She spent two days writing about it.

The story didn’t have a happy ending, but it had a lot of truth in it.

In the absence of happiness, she’d take truth.

So, she took her broken heart and walked it over to Elysia’s, where Whitney met up with them as well.

“I’m single,” she said. “And not at all ready to mingle. But here we are.”

A cheese board was thrust her direction, and then a can of soda. She started to cry, because it was all a little bit much. Then she couldn’t stop.

“So you told Will,” Whitney said.

“I told him. I told him I was in love with someone else. And now he knows it’s Logan. But Logan…he doesn’t want to be with me.” She couldn’t bring herself to say he wasn’t in love with her, because she suspected that in fact he was. It was just that he couldn’t cope with it.

“I’m so sorry,” said Elysia, rubbing her arm.

“I’m fine. I mean, I’m not fine. I’m experiencing my first major heartbreak, at forty-one. Yay me. But you know what, the fact that Will isn’t my heartbreak tells me a lot.”

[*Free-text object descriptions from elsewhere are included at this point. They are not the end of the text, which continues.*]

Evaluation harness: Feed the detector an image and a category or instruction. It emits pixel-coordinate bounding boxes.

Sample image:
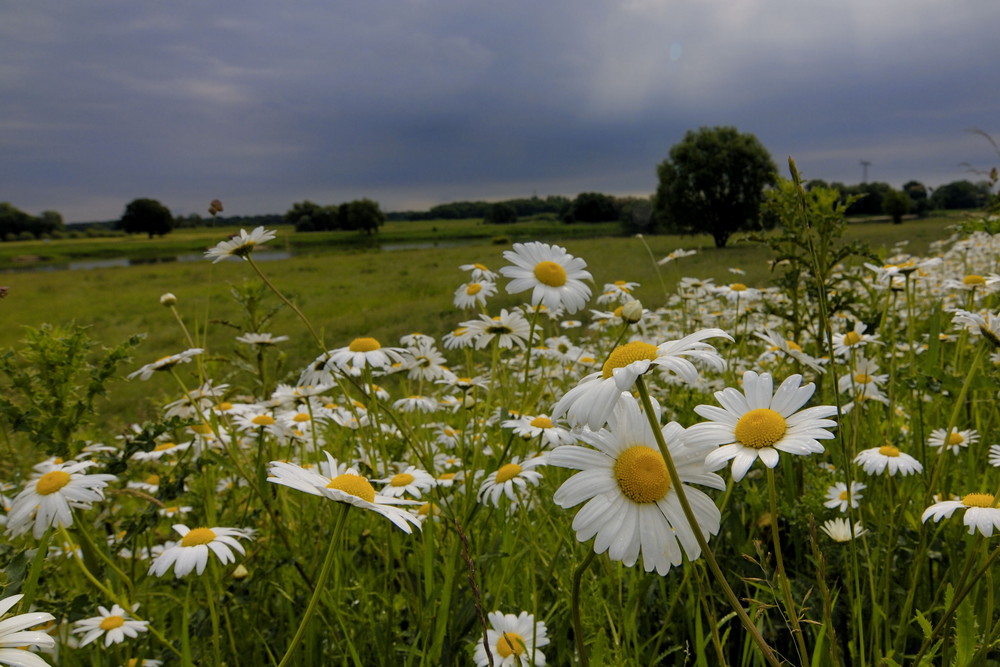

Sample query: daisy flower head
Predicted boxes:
[377,466,435,498]
[0,593,56,667]
[823,482,866,512]
[327,337,403,377]
[72,604,149,646]
[205,227,277,264]
[548,397,725,575]
[149,523,250,579]
[126,347,205,380]
[552,329,732,431]
[267,452,420,533]
[854,444,924,477]
[927,428,979,456]
[454,280,497,309]
[920,493,1000,537]
[820,519,868,542]
[472,611,549,667]
[687,371,837,482]
[500,241,593,314]
[7,461,116,540]
[479,456,546,507]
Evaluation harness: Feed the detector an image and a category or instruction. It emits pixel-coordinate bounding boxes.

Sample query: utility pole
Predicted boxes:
[861,160,872,183]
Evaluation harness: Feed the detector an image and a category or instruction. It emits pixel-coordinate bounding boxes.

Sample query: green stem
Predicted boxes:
[278,503,351,667]
[635,375,780,667]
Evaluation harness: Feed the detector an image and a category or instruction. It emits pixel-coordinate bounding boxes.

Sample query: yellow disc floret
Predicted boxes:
[181,528,215,547]
[35,470,71,496]
[601,340,659,379]
[326,473,375,503]
[347,338,382,352]
[614,445,670,503]
[735,408,788,449]
[497,463,523,484]
[535,261,566,287]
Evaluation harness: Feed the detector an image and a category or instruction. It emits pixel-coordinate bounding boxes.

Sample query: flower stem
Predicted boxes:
[635,375,780,667]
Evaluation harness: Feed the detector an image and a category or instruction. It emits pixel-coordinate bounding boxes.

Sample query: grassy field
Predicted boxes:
[0,218,968,422]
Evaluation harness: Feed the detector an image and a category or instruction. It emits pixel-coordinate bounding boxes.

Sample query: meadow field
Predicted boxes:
[0,206,1000,667]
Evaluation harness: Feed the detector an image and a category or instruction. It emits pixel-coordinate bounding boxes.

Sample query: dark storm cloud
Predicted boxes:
[0,0,1000,220]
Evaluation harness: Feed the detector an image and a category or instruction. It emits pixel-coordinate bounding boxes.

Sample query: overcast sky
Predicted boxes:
[0,0,1000,222]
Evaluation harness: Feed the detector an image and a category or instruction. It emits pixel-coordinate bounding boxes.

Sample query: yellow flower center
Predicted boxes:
[601,340,659,379]
[535,261,566,287]
[101,616,125,630]
[497,463,522,484]
[614,445,670,503]
[326,473,375,503]
[389,472,416,486]
[962,493,996,507]
[844,331,861,347]
[181,528,215,547]
[530,417,552,428]
[35,470,70,496]
[497,632,524,658]
[735,408,788,449]
[347,338,382,352]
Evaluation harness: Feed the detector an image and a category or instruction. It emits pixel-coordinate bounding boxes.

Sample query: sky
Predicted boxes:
[0,0,1000,222]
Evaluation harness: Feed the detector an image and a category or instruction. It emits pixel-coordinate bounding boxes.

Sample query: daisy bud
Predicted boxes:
[622,299,642,324]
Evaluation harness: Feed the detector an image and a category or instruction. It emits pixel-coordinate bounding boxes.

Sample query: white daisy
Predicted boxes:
[149,523,250,579]
[479,456,546,507]
[72,603,149,646]
[126,347,205,380]
[854,445,924,477]
[927,428,979,455]
[552,329,732,431]
[267,452,420,533]
[823,482,866,512]
[820,519,868,542]
[548,397,726,575]
[472,611,549,667]
[687,371,837,482]
[7,461,116,540]
[0,594,56,667]
[205,227,277,264]
[500,241,593,314]
[920,493,1000,537]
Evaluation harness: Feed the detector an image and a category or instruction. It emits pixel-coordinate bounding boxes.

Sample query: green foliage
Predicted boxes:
[882,190,912,225]
[118,198,174,238]
[655,127,777,248]
[0,324,142,458]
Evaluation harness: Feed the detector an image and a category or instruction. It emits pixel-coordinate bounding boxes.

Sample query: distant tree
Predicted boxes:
[882,190,913,225]
[483,202,517,225]
[118,199,174,238]
[347,199,385,235]
[563,192,620,223]
[654,127,778,248]
[930,180,991,209]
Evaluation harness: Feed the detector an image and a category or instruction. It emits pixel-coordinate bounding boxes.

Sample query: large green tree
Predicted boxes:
[118,198,174,238]
[655,127,778,248]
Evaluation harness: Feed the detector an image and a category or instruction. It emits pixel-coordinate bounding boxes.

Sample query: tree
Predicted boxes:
[347,199,385,234]
[118,199,174,238]
[882,190,911,225]
[654,127,778,248]
[483,202,517,225]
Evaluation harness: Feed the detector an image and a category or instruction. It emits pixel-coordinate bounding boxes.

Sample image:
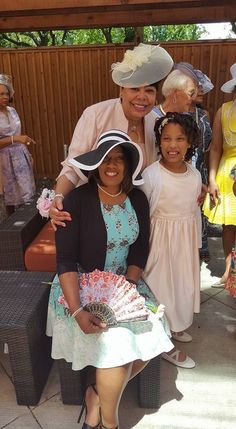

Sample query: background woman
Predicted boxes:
[204,63,236,287]
[50,43,173,225]
[47,130,173,429]
[153,70,197,118]
[190,69,214,262]
[0,74,35,215]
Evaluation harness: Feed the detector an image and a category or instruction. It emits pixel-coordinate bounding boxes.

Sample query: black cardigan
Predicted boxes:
[56,182,150,275]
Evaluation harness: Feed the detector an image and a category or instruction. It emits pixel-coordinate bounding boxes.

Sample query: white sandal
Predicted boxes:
[171,332,192,343]
[162,349,196,369]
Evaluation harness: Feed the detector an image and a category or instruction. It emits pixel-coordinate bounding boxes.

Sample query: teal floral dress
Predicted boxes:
[47,198,173,370]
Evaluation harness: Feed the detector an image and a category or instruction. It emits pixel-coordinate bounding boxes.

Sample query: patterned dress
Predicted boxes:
[203,101,236,225]
[47,198,173,370]
[0,107,35,206]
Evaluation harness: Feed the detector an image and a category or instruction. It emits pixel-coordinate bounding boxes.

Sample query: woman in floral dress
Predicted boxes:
[47,130,173,429]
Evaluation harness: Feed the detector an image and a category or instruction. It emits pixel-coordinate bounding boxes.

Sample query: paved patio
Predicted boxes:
[0,238,236,429]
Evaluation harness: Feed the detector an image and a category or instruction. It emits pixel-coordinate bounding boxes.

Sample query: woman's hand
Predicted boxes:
[75,310,107,334]
[49,196,72,231]
[208,182,220,206]
[233,181,236,197]
[13,135,36,146]
[197,183,207,206]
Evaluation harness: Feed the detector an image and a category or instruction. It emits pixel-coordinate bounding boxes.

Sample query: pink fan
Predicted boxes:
[58,270,148,326]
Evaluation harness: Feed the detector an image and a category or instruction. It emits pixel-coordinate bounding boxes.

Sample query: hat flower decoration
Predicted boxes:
[111,43,152,72]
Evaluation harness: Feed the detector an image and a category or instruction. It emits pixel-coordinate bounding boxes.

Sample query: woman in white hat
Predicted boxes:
[47,130,173,429]
[204,63,236,287]
[50,43,173,225]
[0,74,35,215]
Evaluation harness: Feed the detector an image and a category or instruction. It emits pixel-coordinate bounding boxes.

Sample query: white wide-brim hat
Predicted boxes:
[69,129,144,186]
[111,43,173,88]
[220,63,236,93]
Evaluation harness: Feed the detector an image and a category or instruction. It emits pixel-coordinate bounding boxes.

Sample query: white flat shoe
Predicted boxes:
[162,350,196,369]
[172,332,192,343]
[211,280,225,289]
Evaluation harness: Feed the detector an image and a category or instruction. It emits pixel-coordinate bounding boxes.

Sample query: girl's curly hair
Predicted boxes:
[154,112,201,161]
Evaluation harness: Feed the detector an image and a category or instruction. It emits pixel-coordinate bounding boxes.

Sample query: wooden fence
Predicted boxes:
[0,40,236,178]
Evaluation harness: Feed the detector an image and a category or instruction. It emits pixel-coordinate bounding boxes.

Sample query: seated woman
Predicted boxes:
[47,130,173,429]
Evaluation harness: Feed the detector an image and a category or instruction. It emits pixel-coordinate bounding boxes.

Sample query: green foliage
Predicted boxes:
[144,24,205,42]
[0,24,204,48]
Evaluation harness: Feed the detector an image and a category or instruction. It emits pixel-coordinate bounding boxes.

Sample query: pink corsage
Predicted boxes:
[36,188,55,219]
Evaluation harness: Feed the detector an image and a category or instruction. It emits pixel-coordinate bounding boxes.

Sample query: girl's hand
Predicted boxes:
[75,310,107,334]
[197,183,207,206]
[49,196,72,231]
[13,135,36,146]
[208,182,220,207]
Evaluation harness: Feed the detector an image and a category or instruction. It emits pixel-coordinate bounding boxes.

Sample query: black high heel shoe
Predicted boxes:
[77,384,101,429]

“It does,” said Whitney. “I really hope that you don’t feel too broken.”

“I do,” she said. “But I’m not afraid of it. Because I got to love him really, really well.”

She understood then why they said that. That it was better to have loved and lost than to have never loved at all.

Because she was changed by loving Logan in this way.

She wouldn’t trade it for comfort. Comfort wasn’t the answer.

Not always. Comfort was sometimes just a way to slide easily through the years without ever feeling them.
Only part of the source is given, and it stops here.